Freedom in the body relates directly to freedom in the mind. In yoga, when you stretch and expand the edges of your physical expression, it translates to an exploration of your thoughts and feelings. Yoga cues us to slow down our movements so we can really connect to what is unfolding in our physical experience in the moment, giving us insight into the subtleties of mind-body connection. For example, a certain movement might trigger a certain thought pattern or emotional vulnerability, and we get to step back within ourselves to objectively witness this connection. In this way, the skill of mindfulness is constantly being rehearsed during yoga class, and by practicing yoga more often it helps you shift into “mindfulness state” more easily over time. The repeated practice of this results in a gradual unfolding of knowing yourself more objectively and intimately, and just like any relationship you cannot build it with a visit once a year.

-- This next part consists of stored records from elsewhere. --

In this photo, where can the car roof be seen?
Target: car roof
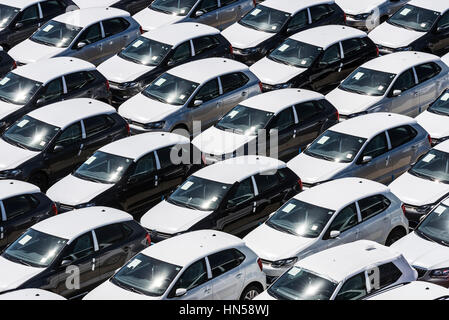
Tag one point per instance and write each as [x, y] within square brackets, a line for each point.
[399, 62]
[341, 192]
[325, 36]
[49, 69]
[73, 224]
[201, 71]
[342, 261]
[370, 125]
[64, 113]
[187, 248]
[238, 169]
[135, 147]
[278, 100]
[175, 34]
[86, 17]
[12, 188]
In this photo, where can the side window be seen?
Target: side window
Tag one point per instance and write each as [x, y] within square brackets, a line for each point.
[372, 206]
[233, 81]
[353, 289]
[225, 261]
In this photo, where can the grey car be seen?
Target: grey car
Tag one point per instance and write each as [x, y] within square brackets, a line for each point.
[203, 90]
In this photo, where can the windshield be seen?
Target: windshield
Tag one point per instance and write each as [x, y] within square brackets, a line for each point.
[146, 275]
[245, 120]
[146, 51]
[200, 194]
[300, 219]
[300, 284]
[170, 89]
[265, 19]
[415, 18]
[17, 89]
[368, 82]
[30, 133]
[335, 146]
[295, 53]
[104, 168]
[56, 34]
[176, 7]
[35, 249]
[434, 166]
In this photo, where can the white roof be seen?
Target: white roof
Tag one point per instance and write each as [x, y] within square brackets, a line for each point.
[238, 169]
[86, 17]
[370, 125]
[74, 223]
[341, 192]
[190, 247]
[203, 70]
[325, 36]
[278, 100]
[175, 34]
[399, 62]
[12, 188]
[64, 113]
[342, 261]
[49, 69]
[135, 147]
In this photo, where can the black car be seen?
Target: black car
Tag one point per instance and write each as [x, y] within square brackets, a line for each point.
[48, 143]
[23, 205]
[19, 23]
[275, 23]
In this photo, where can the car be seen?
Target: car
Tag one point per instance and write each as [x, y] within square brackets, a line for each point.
[89, 244]
[377, 146]
[21, 18]
[351, 271]
[366, 15]
[317, 59]
[426, 248]
[270, 23]
[93, 34]
[155, 52]
[48, 143]
[196, 93]
[200, 265]
[49, 81]
[21, 205]
[402, 82]
[131, 174]
[352, 209]
[233, 196]
[218, 14]
[416, 290]
[420, 25]
[299, 116]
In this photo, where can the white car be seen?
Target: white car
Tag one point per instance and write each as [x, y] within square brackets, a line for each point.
[351, 271]
[352, 209]
[403, 82]
[201, 265]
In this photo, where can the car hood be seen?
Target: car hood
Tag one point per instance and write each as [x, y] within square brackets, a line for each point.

It takes time and commitment, but it is so rich and fulfilling when that relationship is truly developed.
Between the relationship of mind and body, there is also the breath, and in yoga breath control (pranayama) should always be practiced. It might seem strange that we need to practice breathing, something so natural and automatic to life, but harnessing the control of our breath has more effect on your physical and mental state than most of us can imagine. Your breath is the one part of your autonomic system that can be under your control, and therefore can be used as a regulation piece to affect our internal health and energy. Gaining mastery over your breath is like learning a life hack for your nervous system, yet so many of us have poor connection and control of our breath. We assume breathing to always be there for us without any effort, yet as the mind and body get disregulated so too does the breath (and vice versa). To correct this we need to relearn and develop our breath control skills, and this requires repeated exposure in order for it to become automatic.

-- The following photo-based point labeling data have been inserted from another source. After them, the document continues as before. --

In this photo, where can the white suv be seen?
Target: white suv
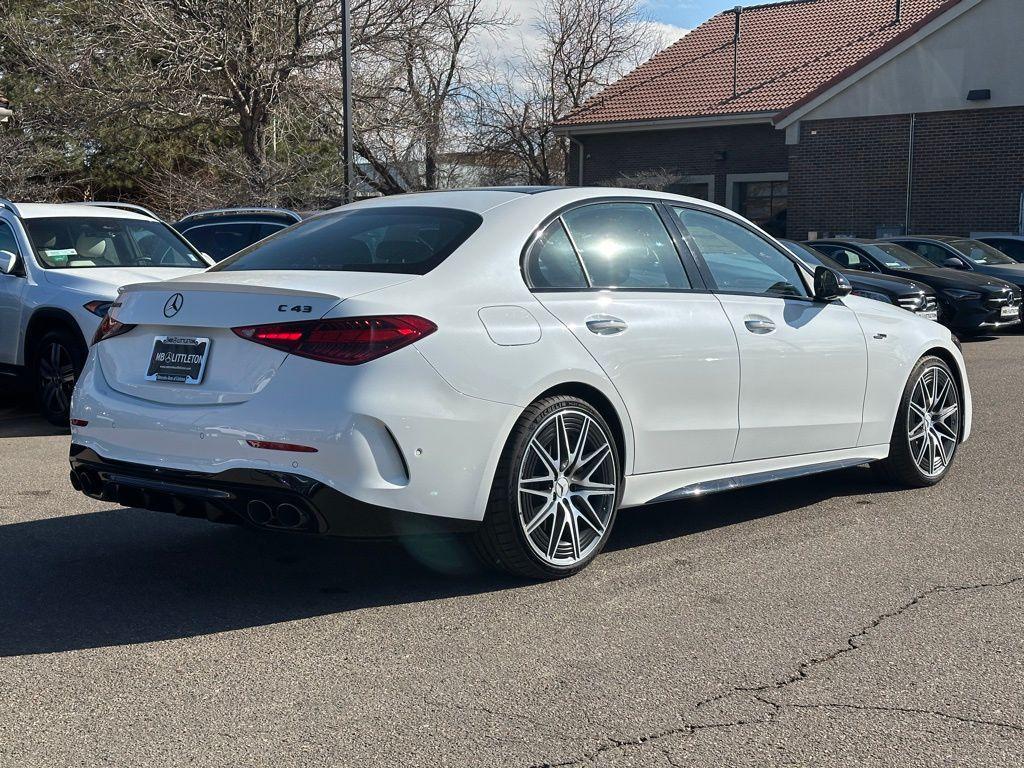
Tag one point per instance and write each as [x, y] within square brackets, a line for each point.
[60, 266]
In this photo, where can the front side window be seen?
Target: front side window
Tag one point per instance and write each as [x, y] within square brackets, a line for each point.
[738, 259]
[980, 253]
[849, 259]
[65, 243]
[936, 255]
[404, 240]
[552, 261]
[626, 245]
[1013, 248]
[7, 241]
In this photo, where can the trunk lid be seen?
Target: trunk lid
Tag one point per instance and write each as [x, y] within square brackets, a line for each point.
[208, 306]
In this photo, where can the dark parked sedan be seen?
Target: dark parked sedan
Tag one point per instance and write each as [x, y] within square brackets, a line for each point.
[223, 231]
[965, 254]
[914, 297]
[969, 302]
[1011, 245]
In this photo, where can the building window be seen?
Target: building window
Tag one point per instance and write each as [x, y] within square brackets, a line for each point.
[764, 203]
[762, 198]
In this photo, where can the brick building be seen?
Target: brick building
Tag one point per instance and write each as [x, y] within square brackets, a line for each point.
[827, 117]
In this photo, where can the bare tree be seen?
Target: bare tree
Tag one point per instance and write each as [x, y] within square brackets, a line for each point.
[229, 67]
[412, 94]
[585, 46]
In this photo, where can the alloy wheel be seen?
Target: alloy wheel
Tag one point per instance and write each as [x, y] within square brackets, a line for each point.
[933, 425]
[56, 377]
[567, 487]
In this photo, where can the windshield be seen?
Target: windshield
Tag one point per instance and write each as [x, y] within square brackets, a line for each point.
[402, 240]
[897, 257]
[981, 253]
[810, 256]
[86, 242]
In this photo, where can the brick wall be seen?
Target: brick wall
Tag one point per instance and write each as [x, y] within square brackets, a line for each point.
[690, 152]
[850, 176]
[968, 171]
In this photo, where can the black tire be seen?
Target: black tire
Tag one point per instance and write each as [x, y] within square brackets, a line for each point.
[502, 542]
[901, 468]
[56, 364]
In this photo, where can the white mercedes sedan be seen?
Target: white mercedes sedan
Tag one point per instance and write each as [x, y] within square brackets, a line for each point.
[516, 364]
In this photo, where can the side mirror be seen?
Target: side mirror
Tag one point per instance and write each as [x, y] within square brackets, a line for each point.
[829, 285]
[8, 262]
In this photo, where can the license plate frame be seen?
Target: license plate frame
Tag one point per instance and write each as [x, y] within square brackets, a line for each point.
[176, 370]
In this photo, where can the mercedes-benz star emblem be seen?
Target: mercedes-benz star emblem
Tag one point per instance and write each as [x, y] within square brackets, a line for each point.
[173, 305]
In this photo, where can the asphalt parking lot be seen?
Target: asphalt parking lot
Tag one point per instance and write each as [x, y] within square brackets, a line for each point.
[818, 622]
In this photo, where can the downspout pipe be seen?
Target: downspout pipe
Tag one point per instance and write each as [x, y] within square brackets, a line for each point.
[580, 146]
[909, 173]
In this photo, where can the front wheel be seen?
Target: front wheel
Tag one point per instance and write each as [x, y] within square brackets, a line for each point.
[928, 427]
[555, 493]
[57, 363]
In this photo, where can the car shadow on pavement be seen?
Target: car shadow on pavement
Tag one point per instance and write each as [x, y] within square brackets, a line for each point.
[122, 576]
[18, 417]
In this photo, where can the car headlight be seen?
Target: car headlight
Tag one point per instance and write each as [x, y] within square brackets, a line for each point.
[871, 295]
[98, 307]
[960, 295]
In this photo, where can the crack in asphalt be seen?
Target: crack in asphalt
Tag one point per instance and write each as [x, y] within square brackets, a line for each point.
[907, 711]
[802, 673]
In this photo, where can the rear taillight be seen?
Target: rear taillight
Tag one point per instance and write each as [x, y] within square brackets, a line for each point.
[344, 341]
[109, 328]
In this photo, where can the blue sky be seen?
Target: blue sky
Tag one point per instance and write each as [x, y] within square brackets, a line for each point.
[689, 13]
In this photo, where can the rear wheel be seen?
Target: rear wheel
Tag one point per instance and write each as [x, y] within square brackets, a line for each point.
[555, 493]
[56, 364]
[928, 427]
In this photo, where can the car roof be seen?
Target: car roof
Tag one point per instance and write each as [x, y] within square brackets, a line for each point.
[937, 238]
[853, 241]
[481, 200]
[51, 210]
[242, 212]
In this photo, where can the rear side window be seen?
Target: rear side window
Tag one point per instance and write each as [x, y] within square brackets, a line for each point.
[553, 262]
[626, 245]
[220, 241]
[90, 242]
[7, 242]
[404, 240]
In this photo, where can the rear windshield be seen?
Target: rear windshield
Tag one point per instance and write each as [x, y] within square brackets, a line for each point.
[404, 240]
[981, 253]
[897, 257]
[90, 242]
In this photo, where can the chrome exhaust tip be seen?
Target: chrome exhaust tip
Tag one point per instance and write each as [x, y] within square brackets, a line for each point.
[259, 512]
[289, 516]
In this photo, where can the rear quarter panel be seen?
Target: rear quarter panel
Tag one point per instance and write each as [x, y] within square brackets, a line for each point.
[896, 340]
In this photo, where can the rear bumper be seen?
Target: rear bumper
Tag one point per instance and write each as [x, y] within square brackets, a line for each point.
[391, 434]
[280, 501]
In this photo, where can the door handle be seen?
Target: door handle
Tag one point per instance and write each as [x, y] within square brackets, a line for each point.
[759, 325]
[605, 325]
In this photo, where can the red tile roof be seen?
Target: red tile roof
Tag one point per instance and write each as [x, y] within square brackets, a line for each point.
[787, 51]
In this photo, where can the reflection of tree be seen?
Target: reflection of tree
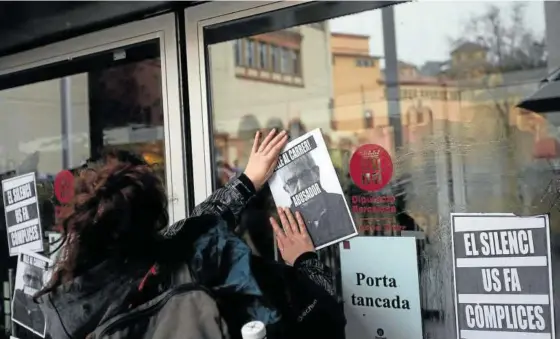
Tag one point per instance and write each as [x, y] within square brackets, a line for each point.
[296, 128]
[274, 123]
[248, 126]
[506, 45]
[130, 94]
[496, 52]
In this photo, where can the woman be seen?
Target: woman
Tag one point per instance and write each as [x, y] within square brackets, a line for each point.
[112, 237]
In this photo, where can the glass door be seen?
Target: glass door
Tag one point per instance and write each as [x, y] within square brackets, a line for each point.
[439, 99]
[65, 104]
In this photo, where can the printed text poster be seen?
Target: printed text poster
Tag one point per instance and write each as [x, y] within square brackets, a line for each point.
[21, 209]
[503, 285]
[380, 287]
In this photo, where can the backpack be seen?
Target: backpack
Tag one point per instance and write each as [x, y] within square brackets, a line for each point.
[186, 311]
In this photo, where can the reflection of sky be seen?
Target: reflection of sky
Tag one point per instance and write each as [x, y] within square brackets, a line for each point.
[424, 29]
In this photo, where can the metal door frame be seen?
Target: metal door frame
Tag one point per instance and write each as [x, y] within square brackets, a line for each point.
[161, 28]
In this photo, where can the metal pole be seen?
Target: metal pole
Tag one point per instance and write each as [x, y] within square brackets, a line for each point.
[11, 285]
[66, 121]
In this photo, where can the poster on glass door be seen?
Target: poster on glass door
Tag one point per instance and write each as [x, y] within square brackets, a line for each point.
[21, 210]
[503, 278]
[380, 287]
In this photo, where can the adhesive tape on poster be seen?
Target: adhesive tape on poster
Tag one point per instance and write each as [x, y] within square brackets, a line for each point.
[254, 330]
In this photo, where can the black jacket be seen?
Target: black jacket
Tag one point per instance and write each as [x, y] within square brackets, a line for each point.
[77, 308]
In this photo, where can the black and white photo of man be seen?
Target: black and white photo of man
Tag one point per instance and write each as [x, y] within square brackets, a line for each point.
[25, 311]
[326, 214]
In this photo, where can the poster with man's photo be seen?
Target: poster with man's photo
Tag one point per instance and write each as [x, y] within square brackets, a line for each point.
[305, 181]
[33, 271]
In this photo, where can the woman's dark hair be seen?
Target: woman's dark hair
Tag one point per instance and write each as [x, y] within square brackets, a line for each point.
[117, 214]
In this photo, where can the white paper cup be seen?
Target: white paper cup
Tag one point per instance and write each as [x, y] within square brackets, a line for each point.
[254, 330]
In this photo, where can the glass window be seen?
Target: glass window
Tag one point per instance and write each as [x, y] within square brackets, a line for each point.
[275, 52]
[250, 53]
[238, 51]
[263, 55]
[446, 114]
[295, 62]
[58, 124]
[285, 61]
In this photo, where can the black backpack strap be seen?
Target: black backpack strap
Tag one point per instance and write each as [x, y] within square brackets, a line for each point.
[152, 305]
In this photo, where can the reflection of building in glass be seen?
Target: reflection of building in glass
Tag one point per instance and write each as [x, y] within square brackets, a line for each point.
[273, 80]
[465, 104]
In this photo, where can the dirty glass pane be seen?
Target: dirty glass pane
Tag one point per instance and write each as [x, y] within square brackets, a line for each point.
[56, 125]
[436, 85]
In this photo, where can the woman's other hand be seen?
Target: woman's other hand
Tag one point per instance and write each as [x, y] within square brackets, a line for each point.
[293, 239]
[264, 157]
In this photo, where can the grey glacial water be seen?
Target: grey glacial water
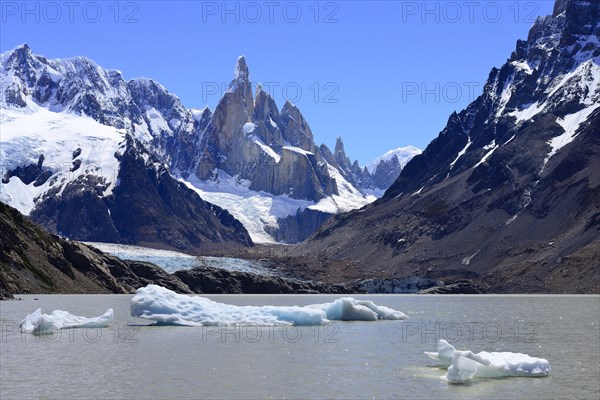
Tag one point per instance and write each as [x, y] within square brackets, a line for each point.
[344, 360]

I read a quote that says, “Yoga is not a work out, but rather a work-in.” In this day and age where chronic stress, anxiety, depression, and feeling like we can’t keep up with the pace of life, we have become disconnected to ourselves, so it is critical we find ways to restore our balance within. Yoga is this platform; we don’t need another pill, we need connection, and this is exactly what yoga provides us. But yoga is experiential… The benefits can’t be lived in theory. The fruits of this discipline only come with investment of time (as with most things in life), and this takes dedication and ongoing practice. It will never hurt you to practice yoga occasionally, but I promise you, if you make your practice a priority, one day it will take you down a journey of indescribable depth and open new freedoms and abilities for you. Yoga is not a luxury, but rather a foundation for healthy living.
I am aware of the privilege that comes from being in my demographic and how this plays out in having yoga accessible to me. There are many circumstances where yoga in a studio setting is not accessible—income level, where you live, access to transportation, clothes, the internet, your mental and physical health, etc. I have so much appreciation for organizations, such as Yoga Outreach, making yoga more accessible to everyone.